Extract a part of a line from a log file


What is the fastest way to extract a substring of interest from input such as the following?

MsgTrace(65/26)noop:user=xxx=INBOX:cmd=534
ImapFetchComplete(56/39)user=xxxxxxxxxx

Desired output (i.e., the :-terminated string following the string MsgTrace(65/26) in this example):

noop

I tried the following, but without success:

egrep -i "[a-zA-Z]+\(.*\)[a-z]+:"

Solution

  • grep by default returns the entire line when a match is found on a given input line.

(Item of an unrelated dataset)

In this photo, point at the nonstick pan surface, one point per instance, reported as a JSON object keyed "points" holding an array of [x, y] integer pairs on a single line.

    While option -o restricts the output to only that part of the line that the regex matched, that is still not enough in this case, because you want a substring of that match.

    However, since you're on Linux, you can use GNU grep's -P option (for support of PCREs, Perl-compatible regular expression), which allows extracting a submatch by way of features such as \K (drop everything matched so far) and (?=...) (a look-ahead assertion that does not contribute to the match):

    $ grep -Po  "[a-zA-Z]\(.*\)\K[a-z]+(?=:)" <<'EOF'
    MsgTrace(65/26)noop:user=xxx=INBOX:cmd=534
    ImapFetchComplete(56/39)user=xxxxxxxxxx
    EOF
    noop  # output
    

    Optional background information:

    Ed Morton points out (in a since-deleted comment) that GNU grep's man page still calls the -P option "highly experimental" that may "warn of unimplemented features", but the option has been around for years, and in practice I have yet to see a warning or a performance problem - YMMV.

    In the case at hand, the above command even outperforms sed and awk solutions - see NeronLeVelu's helpful performance comparison.

    The interesting article Ed points to discusses a potential performance problem that can surface with regex engines such as used by grep -P (via the PCRE library), Perl itself, and many other widely used (and mature) regex engines, such as in Python, Ruby, and PHP:

    • In short: the recursive backtracking algorithm employed by these engines can result in severe performance degradation with "pathological" regexes that string together long sequences of subexpressions with variable-length quantifiers, such as (a longer version of) a?a?a?a?aaaa to match aaaa.
    • The article argues that backtracking is only truly required when a regex contains backreferences, and that a different, much faster algorithm should be employed in their absence.